I have just started my course in Category Theory and I have the following problem.
Let $(P,\leq)$ be a poset and $Q$ the category which it defines:
a)Under what conditions does $Q$ have a initial element?
b)Give a characterization of monorphism and isomorphism in $Q$
By now I am little lost in this theory but I imagine that:
a)If there exists $p\in{P}$ such that $p\leq{s}\;\forall{s\in{P}}$ then $p$ is a initial object
b)I think that the characterisation must be related to $\leq$, for example that $\leq$ is a total order.
These are only my conjectures about the problem. I don't know if they are true. Could someone help me to prove them?
Thanks.
As others have stated, $Q$ has an intial object if $P$ has a least element $s$ - meaning no other element is less than $s$.

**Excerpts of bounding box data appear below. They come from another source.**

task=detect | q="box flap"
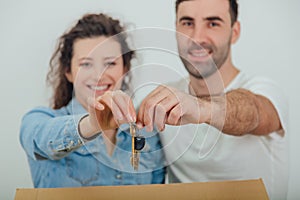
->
[15,179,268,200]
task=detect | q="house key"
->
[130,123,145,170]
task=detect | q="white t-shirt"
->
[160,72,288,200]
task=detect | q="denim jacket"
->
[20,99,165,188]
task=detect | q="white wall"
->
[0,0,300,199]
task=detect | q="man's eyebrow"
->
[205,16,224,22]
[179,16,194,22]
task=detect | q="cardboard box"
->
[15,179,269,200]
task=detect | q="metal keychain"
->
[130,123,145,170]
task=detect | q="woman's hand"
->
[80,90,136,138]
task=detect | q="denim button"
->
[116,174,122,179]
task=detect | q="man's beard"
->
[180,41,230,79]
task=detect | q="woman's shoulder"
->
[24,106,67,117]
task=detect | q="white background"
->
[0,0,300,199]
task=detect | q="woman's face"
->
[66,36,126,109]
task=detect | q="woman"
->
[20,14,165,187]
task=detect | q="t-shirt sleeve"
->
[244,77,289,135]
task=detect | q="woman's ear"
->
[65,70,74,83]
[231,21,241,44]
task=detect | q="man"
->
[137,0,288,199]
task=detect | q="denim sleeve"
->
[152,167,166,184]
[20,107,83,160]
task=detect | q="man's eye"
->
[105,62,116,67]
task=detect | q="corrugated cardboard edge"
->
[15,179,269,200]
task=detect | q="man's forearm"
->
[205,89,280,136]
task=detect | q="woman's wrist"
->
[78,114,101,141]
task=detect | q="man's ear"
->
[65,71,74,83]
[231,21,241,44]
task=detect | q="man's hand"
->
[137,86,207,131]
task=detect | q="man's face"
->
[176,0,239,79]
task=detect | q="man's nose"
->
[92,64,105,80]
[191,26,207,44]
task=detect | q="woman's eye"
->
[209,22,219,27]
[182,21,193,27]
[79,62,92,68]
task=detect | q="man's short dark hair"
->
[175,0,239,25]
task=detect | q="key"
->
[130,123,145,170]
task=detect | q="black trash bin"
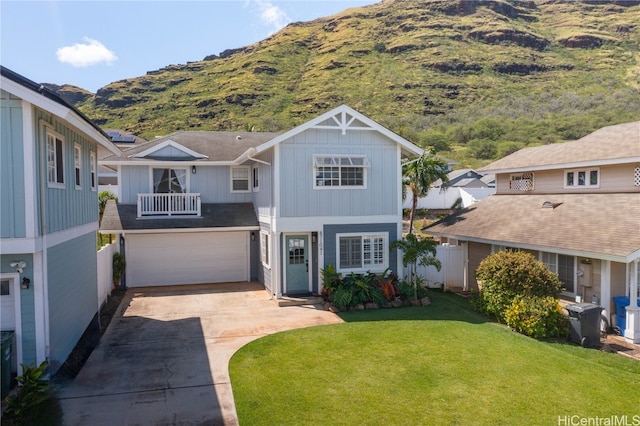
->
[565,303,602,348]
[0,331,15,400]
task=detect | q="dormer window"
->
[313,155,369,188]
[509,173,533,191]
[564,169,600,188]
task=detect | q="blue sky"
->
[0,0,378,92]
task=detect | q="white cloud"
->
[56,37,118,68]
[251,0,291,32]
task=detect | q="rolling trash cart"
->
[565,303,602,348]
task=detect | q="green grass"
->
[229,293,640,425]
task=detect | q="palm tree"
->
[402,149,449,234]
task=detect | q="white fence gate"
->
[98,238,118,309]
[403,245,464,289]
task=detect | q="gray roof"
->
[103,132,279,161]
[100,200,258,233]
[480,121,640,172]
[424,193,640,261]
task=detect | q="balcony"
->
[138,194,201,218]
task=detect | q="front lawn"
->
[229,293,640,425]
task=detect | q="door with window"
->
[285,235,310,294]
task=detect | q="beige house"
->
[425,121,640,343]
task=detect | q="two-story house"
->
[101,106,423,298]
[425,122,640,342]
[0,67,119,372]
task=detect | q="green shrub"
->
[505,296,569,339]
[476,251,562,322]
[3,361,50,424]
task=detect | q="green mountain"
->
[71,0,640,166]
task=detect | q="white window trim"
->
[336,232,389,274]
[89,151,98,191]
[564,167,600,189]
[44,126,66,189]
[73,143,82,190]
[260,231,271,268]
[313,154,369,190]
[229,166,252,193]
[251,164,260,192]
[150,166,191,194]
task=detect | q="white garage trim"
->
[125,231,251,287]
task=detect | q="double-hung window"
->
[46,129,64,188]
[313,155,369,188]
[564,169,600,188]
[231,166,249,192]
[73,143,82,189]
[336,232,389,272]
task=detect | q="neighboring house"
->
[0,67,119,373]
[101,106,423,298]
[402,168,496,210]
[425,122,640,342]
[98,129,146,196]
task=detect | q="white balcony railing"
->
[138,194,201,217]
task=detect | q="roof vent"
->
[542,201,562,209]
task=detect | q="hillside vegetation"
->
[67,0,640,166]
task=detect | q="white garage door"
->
[126,232,249,287]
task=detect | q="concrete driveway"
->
[58,283,341,426]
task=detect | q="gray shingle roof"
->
[480,121,640,172]
[424,193,640,260]
[104,132,279,161]
[100,200,258,232]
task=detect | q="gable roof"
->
[424,193,640,262]
[0,65,120,155]
[247,105,424,157]
[480,121,640,173]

In a poset, if $a\leq b$ and $b\leq a$, then $a=b$ as stated. This implies that isomorphisms in $Q$ are just equality, or the identity morphism. This has nothing to do if $Q$ is a total order - there are plenty of posets where this is true (something this is taken as the definition of equality in a poset).
A morphism $f:A\rightarrow B$ is a monomorphism if for all morphisms $g_1,g_2:C\rightarrow A$, $$f\circ g_1 = f\circ g_2 \Rightarrow g_1 = g_2$$
In $Q$, there exists at most 1 morphism between two objects. This makes every morphism a monomorphism.